Her güzellikler gibi bugün yaşadığım köyün güzelliğine de veda edip aşağıya inme zamanı geldi.Daha doyamadım ki ben köylere.Kısmetse bir daha gelişimde bahçelerde ektikleri taze fasulyeler,domatesler,biberler yetişmiş büyümüş olacaklar ve ben onları yiyeceğim doğanın içinde tadına vara vara:)Dönüşümüz de insanlara rastladık.Köyde yaşam olsun, iş olsun gerçekten çok zorlu.Rabbim hepsine kolaylıklar versin.
Dönerken arabanın içinde habire fotoğraflar çekiyorum.Tam o sıra köy çeşmesinin önünden geçerken anılar gözümde canlanıyor ahh o çeşmeden su içerken telefonu düşürmüştüm ekranın camı kırılmıştı .Nasıl üzülmüştüm:)Ne kadar boş üzülmeler aslında ama o an öyle düşünmüyor insan:)Bakın tavukların fotoğrafını eklemeyi unuttum artık bir başka zamana kalsın onlar da:)Nasıl manzara,doğa çok güzel değil mi?Burada devamlı yaşarmısın derseniz pek sanmam ama arada sık sık gelip bir kaç gün kalmayı çok isterim.

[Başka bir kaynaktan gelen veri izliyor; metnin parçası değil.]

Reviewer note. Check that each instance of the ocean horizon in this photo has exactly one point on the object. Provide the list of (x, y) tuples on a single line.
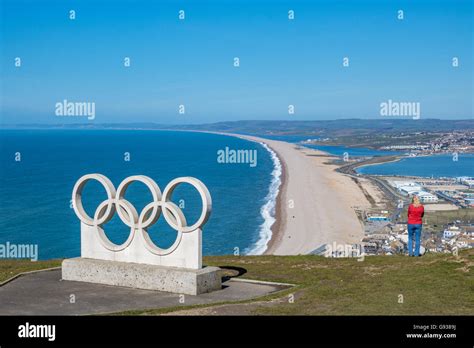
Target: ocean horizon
[(36, 190)]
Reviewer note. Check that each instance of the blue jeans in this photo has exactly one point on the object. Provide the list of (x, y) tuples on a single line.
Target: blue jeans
[(414, 232)]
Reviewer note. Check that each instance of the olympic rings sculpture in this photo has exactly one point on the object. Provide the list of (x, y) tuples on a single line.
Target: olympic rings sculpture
[(150, 214)]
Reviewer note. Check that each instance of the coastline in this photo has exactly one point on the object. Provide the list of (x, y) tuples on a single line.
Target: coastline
[(314, 188)]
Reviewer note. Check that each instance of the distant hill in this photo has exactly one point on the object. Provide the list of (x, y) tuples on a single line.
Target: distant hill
[(311, 128)]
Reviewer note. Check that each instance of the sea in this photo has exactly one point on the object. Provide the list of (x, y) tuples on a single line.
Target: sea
[(436, 166), (40, 167)]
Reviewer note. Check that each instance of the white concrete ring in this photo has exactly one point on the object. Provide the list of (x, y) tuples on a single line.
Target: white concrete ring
[(152, 186), (178, 220), (132, 213), (205, 197), (77, 199)]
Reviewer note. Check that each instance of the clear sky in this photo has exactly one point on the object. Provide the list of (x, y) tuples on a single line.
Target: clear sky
[(191, 61)]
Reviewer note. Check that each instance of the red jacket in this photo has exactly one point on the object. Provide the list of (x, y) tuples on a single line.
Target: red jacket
[(415, 214)]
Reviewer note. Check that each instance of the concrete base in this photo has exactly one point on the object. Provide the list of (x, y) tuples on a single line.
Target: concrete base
[(142, 276)]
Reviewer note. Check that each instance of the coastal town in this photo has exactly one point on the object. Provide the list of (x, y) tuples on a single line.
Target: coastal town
[(448, 223)]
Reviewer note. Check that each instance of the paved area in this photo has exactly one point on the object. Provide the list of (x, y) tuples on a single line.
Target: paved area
[(44, 293)]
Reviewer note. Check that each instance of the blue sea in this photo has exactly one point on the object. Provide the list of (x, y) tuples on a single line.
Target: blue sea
[(429, 166), (35, 192)]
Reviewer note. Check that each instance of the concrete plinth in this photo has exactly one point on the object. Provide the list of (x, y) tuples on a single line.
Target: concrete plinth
[(142, 276)]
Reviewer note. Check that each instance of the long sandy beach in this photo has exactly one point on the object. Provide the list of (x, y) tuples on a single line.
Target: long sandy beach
[(315, 205)]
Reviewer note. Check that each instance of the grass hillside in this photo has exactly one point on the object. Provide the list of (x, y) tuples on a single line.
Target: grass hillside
[(379, 285)]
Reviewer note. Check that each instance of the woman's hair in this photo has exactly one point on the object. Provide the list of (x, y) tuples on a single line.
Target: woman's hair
[(415, 200)]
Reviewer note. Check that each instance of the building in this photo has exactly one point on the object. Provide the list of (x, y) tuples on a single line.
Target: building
[(426, 197), (469, 201)]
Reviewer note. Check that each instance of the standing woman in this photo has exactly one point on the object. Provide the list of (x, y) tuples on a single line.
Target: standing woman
[(415, 216)]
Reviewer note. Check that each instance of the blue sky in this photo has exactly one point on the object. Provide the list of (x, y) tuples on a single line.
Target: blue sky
[(190, 62)]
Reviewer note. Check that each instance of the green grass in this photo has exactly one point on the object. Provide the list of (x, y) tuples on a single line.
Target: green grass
[(10, 268), (435, 284)]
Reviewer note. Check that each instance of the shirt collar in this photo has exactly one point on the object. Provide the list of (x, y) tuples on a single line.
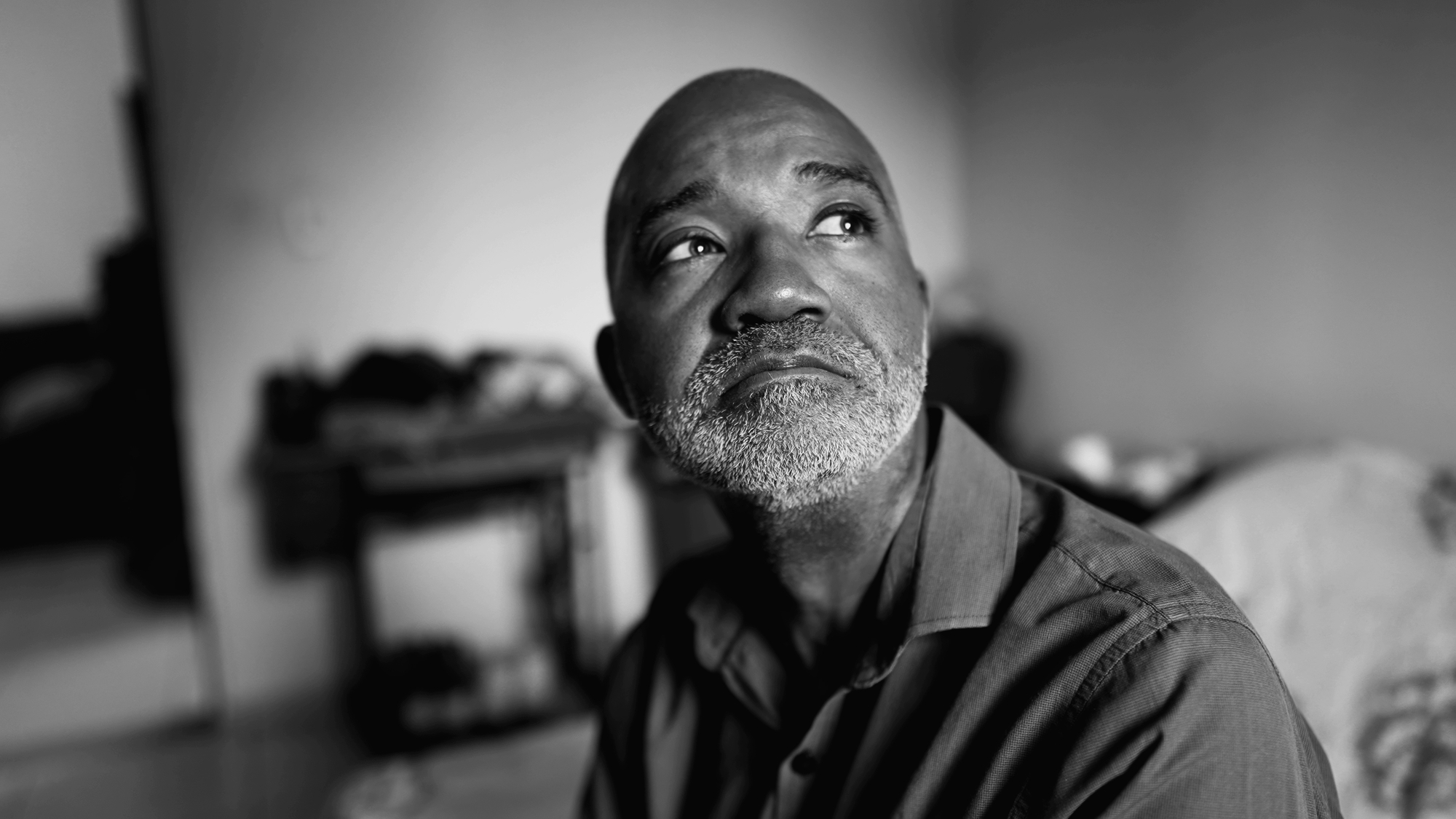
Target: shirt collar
[(947, 567)]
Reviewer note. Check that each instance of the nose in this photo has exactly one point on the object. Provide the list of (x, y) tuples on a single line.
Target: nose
[(775, 286)]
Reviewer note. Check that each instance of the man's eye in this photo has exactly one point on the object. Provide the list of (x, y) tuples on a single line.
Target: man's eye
[(692, 247), (842, 223)]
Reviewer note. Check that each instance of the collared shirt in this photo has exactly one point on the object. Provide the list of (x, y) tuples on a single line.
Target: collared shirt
[(1024, 654)]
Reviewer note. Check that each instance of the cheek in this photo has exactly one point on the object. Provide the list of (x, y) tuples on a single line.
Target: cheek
[(886, 314), (657, 357)]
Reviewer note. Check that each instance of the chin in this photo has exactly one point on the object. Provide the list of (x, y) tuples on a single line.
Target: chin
[(790, 445)]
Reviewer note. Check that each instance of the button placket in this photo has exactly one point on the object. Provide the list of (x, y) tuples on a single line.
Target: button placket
[(799, 769)]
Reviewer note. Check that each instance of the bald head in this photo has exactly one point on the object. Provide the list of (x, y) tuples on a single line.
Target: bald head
[(682, 148)]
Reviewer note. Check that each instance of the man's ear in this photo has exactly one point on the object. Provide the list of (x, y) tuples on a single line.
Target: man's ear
[(611, 369)]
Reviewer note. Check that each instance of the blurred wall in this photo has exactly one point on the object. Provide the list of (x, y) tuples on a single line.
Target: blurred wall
[(65, 171), (1233, 223), (339, 173)]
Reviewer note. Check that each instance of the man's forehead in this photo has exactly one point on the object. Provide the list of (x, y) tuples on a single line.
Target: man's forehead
[(745, 146)]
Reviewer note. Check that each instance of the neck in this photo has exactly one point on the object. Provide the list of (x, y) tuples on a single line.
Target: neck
[(826, 554)]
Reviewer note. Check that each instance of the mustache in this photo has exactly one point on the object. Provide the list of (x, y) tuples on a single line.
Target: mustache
[(794, 336)]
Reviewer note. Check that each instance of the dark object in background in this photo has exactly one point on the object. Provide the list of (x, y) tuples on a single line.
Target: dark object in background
[(387, 703), (135, 327), (972, 373), (59, 458), (411, 378)]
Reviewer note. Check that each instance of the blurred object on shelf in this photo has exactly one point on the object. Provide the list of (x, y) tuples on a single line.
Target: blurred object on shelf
[(461, 497), (528, 774), (1131, 483)]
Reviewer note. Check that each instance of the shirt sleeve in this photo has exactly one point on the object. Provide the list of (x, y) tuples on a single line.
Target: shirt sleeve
[(1190, 721)]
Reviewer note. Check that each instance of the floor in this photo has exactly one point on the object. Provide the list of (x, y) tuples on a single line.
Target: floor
[(282, 765), (104, 710), (81, 656)]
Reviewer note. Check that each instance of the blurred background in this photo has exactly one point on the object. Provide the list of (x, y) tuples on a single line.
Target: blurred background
[(312, 503)]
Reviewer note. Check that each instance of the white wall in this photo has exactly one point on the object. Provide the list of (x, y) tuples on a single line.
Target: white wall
[(340, 173), (1231, 223), (65, 178)]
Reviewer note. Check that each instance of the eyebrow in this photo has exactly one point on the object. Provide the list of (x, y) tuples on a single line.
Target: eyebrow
[(816, 171), (691, 194)]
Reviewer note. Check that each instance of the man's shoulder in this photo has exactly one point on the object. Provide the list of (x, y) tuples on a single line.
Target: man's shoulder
[(1074, 545)]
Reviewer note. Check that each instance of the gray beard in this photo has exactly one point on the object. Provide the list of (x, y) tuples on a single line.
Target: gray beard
[(794, 442)]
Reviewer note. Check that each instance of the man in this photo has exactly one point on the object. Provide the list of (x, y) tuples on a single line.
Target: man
[(902, 625)]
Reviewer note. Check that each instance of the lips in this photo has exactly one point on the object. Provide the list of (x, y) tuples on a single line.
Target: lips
[(762, 369)]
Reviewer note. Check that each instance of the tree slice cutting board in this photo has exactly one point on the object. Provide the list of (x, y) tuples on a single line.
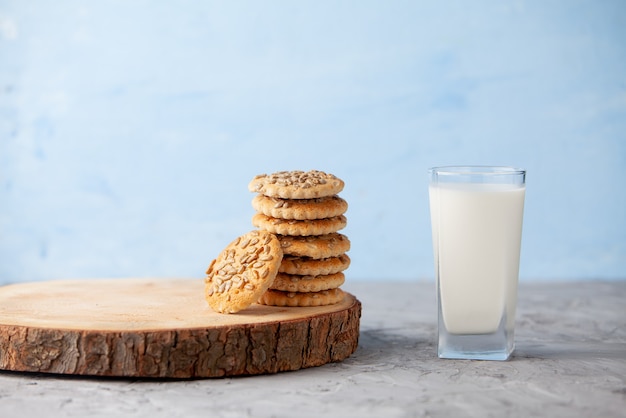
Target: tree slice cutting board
[(164, 329)]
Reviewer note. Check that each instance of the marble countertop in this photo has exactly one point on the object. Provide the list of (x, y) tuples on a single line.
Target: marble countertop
[(570, 361)]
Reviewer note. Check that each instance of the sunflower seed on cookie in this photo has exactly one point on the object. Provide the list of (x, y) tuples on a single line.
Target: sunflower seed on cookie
[(296, 184), (242, 272)]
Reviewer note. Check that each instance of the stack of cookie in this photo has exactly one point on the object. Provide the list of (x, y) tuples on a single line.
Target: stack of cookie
[(305, 213)]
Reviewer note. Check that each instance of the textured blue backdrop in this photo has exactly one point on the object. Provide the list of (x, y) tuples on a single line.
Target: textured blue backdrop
[(130, 130)]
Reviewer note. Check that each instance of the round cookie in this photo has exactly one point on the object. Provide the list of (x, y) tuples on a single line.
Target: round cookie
[(301, 209), (302, 228), (296, 184), (242, 272), (296, 283), (279, 298), (315, 246), (305, 266)]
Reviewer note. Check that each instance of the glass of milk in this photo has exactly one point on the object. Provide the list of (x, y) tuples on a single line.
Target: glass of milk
[(476, 216)]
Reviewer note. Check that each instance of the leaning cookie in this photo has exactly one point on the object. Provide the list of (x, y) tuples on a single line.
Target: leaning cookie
[(296, 184), (301, 228), (294, 299), (315, 246), (296, 283), (242, 272), (301, 209), (306, 266)]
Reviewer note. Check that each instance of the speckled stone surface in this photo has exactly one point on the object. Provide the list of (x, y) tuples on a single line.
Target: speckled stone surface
[(570, 361)]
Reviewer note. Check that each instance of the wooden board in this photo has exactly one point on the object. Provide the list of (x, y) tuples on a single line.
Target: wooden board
[(162, 328)]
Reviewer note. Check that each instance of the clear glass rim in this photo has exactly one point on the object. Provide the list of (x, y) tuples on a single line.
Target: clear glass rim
[(482, 170)]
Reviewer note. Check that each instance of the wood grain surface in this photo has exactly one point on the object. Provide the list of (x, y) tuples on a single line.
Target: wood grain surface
[(163, 328)]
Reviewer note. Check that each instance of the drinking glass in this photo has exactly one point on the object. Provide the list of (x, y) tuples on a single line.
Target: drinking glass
[(476, 217)]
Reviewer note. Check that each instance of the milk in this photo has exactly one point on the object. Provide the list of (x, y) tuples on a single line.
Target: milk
[(476, 240)]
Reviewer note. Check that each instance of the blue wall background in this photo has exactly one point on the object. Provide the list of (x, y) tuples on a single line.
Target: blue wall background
[(130, 130)]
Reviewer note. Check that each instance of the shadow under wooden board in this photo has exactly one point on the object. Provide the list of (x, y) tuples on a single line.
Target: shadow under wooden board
[(163, 328)]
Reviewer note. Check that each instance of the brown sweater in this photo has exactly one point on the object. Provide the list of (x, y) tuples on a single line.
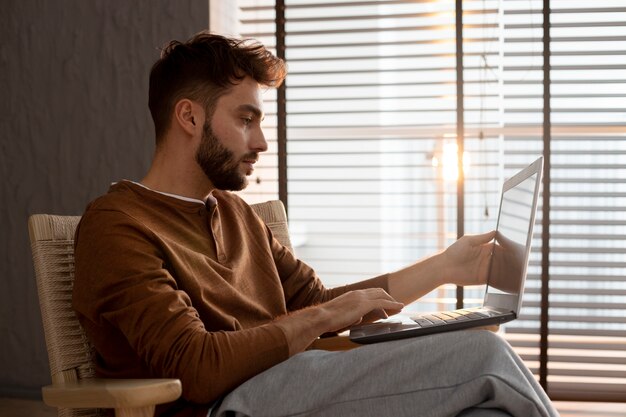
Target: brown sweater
[(172, 288)]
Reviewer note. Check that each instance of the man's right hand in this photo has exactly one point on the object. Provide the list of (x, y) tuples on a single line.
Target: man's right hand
[(304, 326)]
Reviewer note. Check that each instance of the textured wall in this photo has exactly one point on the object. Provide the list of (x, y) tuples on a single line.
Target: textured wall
[(73, 118)]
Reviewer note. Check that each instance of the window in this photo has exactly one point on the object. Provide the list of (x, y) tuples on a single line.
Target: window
[(372, 118)]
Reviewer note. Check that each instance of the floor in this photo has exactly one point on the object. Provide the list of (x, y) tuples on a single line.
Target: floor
[(10, 407)]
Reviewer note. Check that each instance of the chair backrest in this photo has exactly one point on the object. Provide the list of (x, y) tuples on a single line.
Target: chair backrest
[(70, 353)]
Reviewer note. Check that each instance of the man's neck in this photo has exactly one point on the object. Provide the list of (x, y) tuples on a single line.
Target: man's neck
[(178, 178)]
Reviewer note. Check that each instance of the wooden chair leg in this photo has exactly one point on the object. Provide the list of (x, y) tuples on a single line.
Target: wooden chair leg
[(147, 411)]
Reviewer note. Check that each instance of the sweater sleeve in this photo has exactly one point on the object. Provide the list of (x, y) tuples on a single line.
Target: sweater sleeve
[(123, 286)]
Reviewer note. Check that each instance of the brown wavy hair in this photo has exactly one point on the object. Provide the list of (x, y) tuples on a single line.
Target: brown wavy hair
[(203, 69)]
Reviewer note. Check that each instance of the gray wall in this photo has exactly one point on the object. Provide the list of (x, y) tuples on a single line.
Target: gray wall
[(74, 117)]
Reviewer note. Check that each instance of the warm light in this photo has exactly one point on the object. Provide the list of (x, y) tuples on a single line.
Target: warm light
[(448, 161)]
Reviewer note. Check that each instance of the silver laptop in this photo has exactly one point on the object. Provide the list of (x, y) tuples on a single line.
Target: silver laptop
[(507, 271)]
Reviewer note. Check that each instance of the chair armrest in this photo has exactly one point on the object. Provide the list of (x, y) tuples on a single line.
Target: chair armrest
[(112, 393)]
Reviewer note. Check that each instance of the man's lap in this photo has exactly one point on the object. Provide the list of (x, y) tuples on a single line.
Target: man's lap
[(438, 375)]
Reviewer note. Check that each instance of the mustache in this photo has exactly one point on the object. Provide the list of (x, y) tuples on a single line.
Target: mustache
[(251, 156)]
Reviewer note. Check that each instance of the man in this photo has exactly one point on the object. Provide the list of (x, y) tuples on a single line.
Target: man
[(176, 277)]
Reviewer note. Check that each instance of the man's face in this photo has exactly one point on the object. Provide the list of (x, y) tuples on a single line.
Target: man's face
[(232, 140)]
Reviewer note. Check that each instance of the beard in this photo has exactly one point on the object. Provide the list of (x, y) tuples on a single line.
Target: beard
[(219, 163)]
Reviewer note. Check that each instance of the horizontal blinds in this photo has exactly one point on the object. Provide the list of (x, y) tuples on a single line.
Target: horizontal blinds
[(587, 328), (369, 202), (371, 102)]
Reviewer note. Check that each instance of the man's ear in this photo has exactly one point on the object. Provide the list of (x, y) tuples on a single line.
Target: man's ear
[(187, 116)]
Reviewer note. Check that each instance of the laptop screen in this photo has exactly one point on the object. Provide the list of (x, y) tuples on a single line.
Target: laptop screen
[(511, 249)]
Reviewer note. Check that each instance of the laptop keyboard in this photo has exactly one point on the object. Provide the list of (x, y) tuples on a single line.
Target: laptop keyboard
[(441, 317)]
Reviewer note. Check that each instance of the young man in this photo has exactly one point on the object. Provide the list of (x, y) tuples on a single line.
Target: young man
[(177, 277)]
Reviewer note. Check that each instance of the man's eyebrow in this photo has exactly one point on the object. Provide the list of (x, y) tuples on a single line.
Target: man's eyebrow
[(252, 109)]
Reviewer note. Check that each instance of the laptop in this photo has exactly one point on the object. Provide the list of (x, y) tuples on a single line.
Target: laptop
[(507, 271)]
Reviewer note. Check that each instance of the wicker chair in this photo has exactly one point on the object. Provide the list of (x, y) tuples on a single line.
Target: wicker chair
[(74, 389)]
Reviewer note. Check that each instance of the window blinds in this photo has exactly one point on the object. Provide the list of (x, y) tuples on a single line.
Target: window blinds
[(371, 157)]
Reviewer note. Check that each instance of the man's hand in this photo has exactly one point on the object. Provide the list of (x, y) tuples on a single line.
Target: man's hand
[(508, 266), (467, 259), (304, 326)]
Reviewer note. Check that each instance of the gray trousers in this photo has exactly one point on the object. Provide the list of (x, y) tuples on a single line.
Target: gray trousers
[(470, 373)]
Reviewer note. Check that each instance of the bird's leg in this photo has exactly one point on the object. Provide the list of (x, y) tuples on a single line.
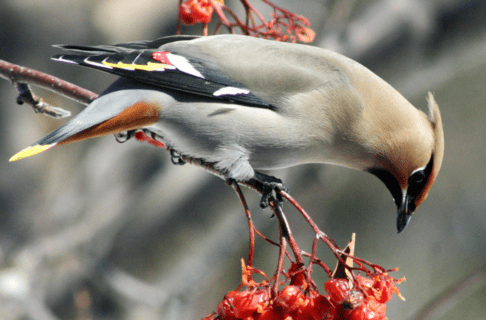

Ve inek bu sefer yerden kafasını kaldırıpta beni uğurlamıyor bile.Karnını doyurmakla meşgul.Yenecek onca lezzetli otlar varken beni ne selamlasın ki sarı inek:)
Bu post çok uzun bayağı uzun oldu umarım okurken sıkılmadınız.Haydi ben gittim hepinize kucak dolusu sevgilerimi yolluyorum.